I thought immediately of Keith. Something in my face must have betrayed my emotion, as he smiled and nodded.

“You have it, yes? A special someone you want to speak to?”

“There is someone,” I said quietly.

“A colleague?”

At the time, I didn’t find it unusual that he would suggest a colleague so quickly. But, of course, he knew.

“Yes,” I smiled, my cheeks reddening.

“It is time for you to see my paper.”

Thirty minutes later I found myself alone in the kitchen with Keith. We were chatting about something mundane, but I wasn’t really paying attention. I was too focussed on how I was going to tell him what I had seen. I must have drifted off for a moment, because I realised he was staring at me.

“Well?” he asked.

“Sorry, I was a million miles away,” I replied sheepishly.

“Karen, way to lead a brother down. I was asking you if you wanted to check out that new restaurant at Swinger Hill, but I guess the answer is no.”

He’d asked me out…He’d asked me out! Even as my brain slowly made sense of the conversation, I realised he was walking out of the room.

“Keith – wait. Yes! I would love to! I’m sorry, it’s just something Michael said….but yes, I would love to!”

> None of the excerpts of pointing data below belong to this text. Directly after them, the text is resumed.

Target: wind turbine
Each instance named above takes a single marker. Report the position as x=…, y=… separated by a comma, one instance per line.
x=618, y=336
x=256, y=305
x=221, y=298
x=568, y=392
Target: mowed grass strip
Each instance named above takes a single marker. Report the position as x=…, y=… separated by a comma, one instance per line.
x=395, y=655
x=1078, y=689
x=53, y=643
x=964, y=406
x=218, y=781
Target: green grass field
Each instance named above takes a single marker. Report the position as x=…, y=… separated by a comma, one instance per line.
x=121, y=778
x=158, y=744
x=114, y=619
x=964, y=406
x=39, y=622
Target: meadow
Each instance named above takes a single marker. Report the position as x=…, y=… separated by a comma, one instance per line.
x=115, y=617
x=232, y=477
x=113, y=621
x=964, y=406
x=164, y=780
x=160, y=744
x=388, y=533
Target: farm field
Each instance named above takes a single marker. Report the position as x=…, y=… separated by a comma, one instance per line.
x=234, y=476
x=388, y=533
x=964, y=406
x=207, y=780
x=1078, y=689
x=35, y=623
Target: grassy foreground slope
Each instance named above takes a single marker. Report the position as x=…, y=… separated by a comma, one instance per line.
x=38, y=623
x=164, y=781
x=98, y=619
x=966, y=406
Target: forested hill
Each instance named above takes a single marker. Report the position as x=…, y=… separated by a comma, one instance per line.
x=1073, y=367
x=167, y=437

Keith turned back towards me.

“Michael huh? Funny, it was him that put me up to asking you. Sometimes I think that guy is less ninja and more puppet master.”

Michael was not surprised when days later I told him how well my date with Keith had gone.

“Dr Kay is assessing you this afternoon. He may choose to release you tomorrow. Will you show him your drawing?”

“He will want to keep me here for at least another week, maybe two. But that is of no consequence. I will leave today. My work here is done. The only thing left is to say goodbye.”

Surprisingly, he stood up and hugged me. I squeezed him back.

“I need to go now. We will meet again, if you want us to.”

It would be decades before I would see Michael again. As a baby, just hours after my daughter Traci gave birth.

I’m not sure who was prouder – Keith or I.

On that day, I compared Michael’s drawing to my reflection in the mirror. I hadn’t yet aged as much as his drawing of me; but of course, it would be many years before he would learn to draw like that.

“Careful,” I warned Traci. “This one will be slippery. A real ninja.”